Optionally, the driver monitoring system may be integrated with a camera monitoring system (CMS) of the vehicle. The integrated vehicle system incorporates multiple inputs, such as from the inward viewing or driver monitoring camera and from the forward-viewing camera, as well as from a rearward-viewing camera and sideward-viewing cameras of the CMS (e.g., a rearward-viewing camera disposed at the rear of the vehicle remote from the rear backup camera of the vehicle, and rearward-viewing cameras disposed at respective sides of the vehicle, such as at respective side-mounted exterior rearview mirror assemblies of the vehicle), to provide the driver with unique collision mitigation capabilities based on full vehicle environment and driver awareness state. The rearward viewing camera may comprise a rear backup camera of the vehicle or may comprise a centrally located higher mounted camera (such as at a center high-mounted stop lamp (CHMSL) of the vehicle), whereby the rearward viewing camera may view rearward and downward toward the ground at and rearward of the vehicle. The image processing and detections and determinations are performed locally within the interior rearview mirror assembly and/or the overhead console region, depending on available space and electrical connections for the particular vehicle application. The CMS cameras and system may utilize aspects of the systems described in U.S. Publication Nos. US-2021-0245662; US-2021-0162926; US-2021-0155167; US-2018-0134217 and/or US-2014-0285666, and/or International Publication No. WO 2022/150826, which are all hereby incorporated herein by reference in their entireties.
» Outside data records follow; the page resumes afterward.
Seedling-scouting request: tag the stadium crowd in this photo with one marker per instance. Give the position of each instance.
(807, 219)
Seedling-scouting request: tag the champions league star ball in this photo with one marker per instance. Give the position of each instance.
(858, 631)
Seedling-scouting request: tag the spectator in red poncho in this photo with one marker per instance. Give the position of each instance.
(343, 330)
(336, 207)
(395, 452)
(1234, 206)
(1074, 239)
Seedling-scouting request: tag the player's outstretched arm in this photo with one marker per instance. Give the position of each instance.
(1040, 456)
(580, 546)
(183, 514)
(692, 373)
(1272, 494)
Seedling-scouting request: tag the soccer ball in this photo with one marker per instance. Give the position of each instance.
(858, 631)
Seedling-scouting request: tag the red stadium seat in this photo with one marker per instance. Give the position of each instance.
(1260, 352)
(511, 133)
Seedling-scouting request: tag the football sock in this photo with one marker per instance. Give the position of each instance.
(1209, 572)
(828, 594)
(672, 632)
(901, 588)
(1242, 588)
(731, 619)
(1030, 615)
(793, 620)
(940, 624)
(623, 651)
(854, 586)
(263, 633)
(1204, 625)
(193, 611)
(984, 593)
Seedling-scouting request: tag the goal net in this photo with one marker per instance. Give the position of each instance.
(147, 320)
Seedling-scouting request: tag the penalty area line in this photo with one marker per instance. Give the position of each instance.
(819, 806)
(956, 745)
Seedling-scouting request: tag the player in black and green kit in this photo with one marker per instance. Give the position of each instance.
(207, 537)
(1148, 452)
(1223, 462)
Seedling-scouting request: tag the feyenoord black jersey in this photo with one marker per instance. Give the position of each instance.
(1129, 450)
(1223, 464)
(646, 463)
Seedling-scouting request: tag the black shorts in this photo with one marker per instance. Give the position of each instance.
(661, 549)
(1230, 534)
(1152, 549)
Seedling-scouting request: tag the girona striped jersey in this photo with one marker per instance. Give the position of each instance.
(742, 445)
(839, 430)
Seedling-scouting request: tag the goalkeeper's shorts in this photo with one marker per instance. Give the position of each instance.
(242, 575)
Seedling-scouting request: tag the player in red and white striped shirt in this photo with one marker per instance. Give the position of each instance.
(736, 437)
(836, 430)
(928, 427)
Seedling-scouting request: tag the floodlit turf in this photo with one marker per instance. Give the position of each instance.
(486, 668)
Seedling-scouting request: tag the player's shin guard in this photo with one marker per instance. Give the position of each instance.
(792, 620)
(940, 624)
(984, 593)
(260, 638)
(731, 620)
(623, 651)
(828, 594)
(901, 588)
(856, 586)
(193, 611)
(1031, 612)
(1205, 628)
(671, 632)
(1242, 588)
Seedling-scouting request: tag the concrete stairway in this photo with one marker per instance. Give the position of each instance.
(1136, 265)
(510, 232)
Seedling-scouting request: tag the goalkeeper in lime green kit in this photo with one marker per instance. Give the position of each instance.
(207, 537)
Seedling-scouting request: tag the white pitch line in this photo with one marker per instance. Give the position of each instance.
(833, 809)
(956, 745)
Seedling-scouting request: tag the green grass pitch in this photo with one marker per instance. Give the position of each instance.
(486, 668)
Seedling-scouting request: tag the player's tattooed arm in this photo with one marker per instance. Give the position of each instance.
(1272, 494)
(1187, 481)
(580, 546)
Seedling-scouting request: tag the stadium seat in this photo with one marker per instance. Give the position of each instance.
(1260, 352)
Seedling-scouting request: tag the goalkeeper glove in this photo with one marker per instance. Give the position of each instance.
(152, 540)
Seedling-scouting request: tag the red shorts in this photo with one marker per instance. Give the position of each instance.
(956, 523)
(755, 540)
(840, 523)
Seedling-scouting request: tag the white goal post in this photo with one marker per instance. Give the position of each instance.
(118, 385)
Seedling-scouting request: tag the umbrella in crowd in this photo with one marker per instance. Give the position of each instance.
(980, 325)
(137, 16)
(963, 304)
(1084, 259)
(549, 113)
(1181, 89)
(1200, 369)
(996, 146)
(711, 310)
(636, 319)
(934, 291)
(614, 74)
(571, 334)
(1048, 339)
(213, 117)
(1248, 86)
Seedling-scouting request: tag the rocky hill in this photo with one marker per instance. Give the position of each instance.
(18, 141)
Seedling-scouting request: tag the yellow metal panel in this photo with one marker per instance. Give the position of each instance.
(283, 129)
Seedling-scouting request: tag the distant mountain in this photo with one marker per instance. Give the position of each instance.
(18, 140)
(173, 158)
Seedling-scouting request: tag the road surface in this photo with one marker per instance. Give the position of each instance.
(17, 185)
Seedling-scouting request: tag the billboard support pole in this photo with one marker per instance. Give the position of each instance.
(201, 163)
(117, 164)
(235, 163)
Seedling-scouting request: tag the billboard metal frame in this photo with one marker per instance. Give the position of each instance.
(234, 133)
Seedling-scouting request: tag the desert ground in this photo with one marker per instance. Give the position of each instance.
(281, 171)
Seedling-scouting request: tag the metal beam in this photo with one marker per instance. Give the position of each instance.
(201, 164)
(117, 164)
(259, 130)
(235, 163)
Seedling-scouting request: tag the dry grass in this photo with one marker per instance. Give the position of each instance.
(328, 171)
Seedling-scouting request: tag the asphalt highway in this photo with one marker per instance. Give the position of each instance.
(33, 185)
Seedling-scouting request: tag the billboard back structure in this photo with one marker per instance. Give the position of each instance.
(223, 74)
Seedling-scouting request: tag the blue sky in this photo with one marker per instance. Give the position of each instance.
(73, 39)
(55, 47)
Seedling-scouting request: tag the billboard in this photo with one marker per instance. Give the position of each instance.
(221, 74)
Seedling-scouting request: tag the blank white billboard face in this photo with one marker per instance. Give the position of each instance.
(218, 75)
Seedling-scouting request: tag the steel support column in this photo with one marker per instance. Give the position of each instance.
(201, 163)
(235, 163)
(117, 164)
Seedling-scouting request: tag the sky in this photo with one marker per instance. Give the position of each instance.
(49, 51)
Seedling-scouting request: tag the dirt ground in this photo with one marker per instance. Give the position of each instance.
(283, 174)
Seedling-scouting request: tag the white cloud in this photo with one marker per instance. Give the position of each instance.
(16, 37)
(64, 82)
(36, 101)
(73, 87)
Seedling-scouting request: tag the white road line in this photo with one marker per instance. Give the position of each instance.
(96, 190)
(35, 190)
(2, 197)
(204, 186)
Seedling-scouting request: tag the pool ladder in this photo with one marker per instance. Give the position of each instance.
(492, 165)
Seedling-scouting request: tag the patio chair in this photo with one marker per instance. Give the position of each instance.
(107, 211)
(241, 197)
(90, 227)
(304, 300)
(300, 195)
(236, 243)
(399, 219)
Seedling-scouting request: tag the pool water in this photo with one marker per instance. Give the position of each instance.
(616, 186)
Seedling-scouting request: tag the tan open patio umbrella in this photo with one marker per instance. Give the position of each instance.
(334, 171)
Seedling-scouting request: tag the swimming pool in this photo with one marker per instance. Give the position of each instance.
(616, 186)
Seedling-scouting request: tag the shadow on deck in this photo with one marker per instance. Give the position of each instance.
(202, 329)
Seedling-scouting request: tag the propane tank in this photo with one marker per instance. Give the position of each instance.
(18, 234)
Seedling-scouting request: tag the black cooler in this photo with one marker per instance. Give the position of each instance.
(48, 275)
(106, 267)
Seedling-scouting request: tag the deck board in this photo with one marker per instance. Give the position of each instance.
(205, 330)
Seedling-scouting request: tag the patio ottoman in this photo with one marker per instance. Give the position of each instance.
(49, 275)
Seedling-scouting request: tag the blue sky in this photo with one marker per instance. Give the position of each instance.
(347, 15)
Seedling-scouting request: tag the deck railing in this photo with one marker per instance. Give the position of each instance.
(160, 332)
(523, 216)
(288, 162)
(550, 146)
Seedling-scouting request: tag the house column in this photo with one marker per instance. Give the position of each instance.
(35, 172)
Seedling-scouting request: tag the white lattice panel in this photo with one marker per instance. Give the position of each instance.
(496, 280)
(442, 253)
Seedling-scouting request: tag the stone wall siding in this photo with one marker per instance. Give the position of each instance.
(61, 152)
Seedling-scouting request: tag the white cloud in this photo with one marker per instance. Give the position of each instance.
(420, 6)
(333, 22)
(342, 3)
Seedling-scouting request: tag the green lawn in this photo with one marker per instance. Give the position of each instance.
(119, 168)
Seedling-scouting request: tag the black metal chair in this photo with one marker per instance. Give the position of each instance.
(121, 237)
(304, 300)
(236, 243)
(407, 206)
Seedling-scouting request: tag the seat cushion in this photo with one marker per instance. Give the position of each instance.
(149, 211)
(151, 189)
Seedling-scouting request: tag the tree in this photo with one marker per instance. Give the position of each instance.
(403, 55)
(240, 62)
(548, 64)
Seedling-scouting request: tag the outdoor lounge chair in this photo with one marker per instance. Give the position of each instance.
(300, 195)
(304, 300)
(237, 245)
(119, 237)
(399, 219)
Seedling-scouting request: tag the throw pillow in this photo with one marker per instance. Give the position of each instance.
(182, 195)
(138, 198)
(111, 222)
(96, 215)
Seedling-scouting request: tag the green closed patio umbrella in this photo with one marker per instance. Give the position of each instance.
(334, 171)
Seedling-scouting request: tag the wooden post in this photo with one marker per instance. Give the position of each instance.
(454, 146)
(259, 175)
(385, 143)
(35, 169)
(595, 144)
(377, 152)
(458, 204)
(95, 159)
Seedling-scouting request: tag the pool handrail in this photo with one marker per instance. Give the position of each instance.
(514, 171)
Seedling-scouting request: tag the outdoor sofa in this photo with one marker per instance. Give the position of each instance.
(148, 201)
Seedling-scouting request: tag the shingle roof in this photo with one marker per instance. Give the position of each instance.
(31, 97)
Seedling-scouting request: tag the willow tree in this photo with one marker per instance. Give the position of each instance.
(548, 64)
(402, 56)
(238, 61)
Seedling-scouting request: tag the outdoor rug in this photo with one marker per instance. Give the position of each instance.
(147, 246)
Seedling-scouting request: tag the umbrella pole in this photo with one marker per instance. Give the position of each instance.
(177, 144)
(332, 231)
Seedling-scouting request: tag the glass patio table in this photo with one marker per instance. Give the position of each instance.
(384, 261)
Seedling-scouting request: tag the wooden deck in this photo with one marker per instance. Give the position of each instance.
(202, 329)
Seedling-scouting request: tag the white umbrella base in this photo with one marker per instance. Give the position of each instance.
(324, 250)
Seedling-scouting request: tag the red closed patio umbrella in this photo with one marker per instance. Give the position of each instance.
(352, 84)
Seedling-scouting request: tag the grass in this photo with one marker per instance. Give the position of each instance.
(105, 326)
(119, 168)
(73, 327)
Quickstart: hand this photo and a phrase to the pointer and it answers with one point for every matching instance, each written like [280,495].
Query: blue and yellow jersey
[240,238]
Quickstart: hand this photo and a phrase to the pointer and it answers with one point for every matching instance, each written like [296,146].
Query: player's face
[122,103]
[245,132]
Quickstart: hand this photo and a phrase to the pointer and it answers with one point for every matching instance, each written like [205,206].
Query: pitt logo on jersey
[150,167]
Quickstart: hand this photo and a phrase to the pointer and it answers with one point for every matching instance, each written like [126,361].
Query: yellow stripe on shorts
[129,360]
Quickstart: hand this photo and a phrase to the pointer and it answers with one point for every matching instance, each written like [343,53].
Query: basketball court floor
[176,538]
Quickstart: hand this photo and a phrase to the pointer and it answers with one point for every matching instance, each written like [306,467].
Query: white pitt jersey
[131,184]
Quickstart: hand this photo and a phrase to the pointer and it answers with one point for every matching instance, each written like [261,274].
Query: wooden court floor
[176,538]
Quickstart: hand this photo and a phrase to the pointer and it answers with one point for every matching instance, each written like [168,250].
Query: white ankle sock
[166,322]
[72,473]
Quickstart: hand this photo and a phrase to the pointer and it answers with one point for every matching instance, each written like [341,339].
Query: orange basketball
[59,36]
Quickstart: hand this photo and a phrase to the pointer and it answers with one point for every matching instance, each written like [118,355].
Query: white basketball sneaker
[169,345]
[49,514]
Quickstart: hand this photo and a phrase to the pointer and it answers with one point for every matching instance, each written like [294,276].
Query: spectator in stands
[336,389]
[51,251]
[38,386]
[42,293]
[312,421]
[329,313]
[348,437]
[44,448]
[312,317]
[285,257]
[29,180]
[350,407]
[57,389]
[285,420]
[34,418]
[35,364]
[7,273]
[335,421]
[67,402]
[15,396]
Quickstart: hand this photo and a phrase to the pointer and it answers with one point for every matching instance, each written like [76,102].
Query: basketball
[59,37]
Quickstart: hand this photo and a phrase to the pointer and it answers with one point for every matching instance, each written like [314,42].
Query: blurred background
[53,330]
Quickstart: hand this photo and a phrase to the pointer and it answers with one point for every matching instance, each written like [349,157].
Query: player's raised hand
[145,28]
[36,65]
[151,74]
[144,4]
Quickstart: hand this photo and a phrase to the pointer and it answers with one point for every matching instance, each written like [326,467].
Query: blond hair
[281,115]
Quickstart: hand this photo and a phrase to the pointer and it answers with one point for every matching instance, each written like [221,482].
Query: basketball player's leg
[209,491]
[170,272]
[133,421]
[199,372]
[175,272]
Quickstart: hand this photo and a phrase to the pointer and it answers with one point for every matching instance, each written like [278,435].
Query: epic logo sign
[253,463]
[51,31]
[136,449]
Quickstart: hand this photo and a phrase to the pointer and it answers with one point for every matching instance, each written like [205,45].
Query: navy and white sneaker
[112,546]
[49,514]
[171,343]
The ECU may receive image data captured by a plurality of cameras of the vehicle, such as by a plurality of surround view system (SVS) cameras and a plurality of camera monitoring system (CMS) cameras and optionally one or more driver monitoring system (DMS) cameras. The ECU may comprise a central or single ECU that processes image data captured by the cameras for a plurality of driving assist functions and may provide display of different video images to a video display screen in the vehicle (such as at an interior rearview mirror assembly or at a central console or the like) for viewing by a driver of the vehicle. The system may utilize aspects of the systems described in U.S. Pat. Nos. 10,442,360 and/or 10,046,706, and/or U.S. Publication Nos. US-2021-0245662; US-2021-0162926; US-2021-0155167 and/or US-2019-0118717, and/or International Publication No. WO 2022/150826, which are all hereby incorporated herein by reference in their entireties.

Changes and modifications in the specifically described embodiments can be carried out without departing from the principles of the invention, which is intended to be limited only by the scope of the appended claims, as interpreted according to the principles of patent law including the doctrine of equivalents.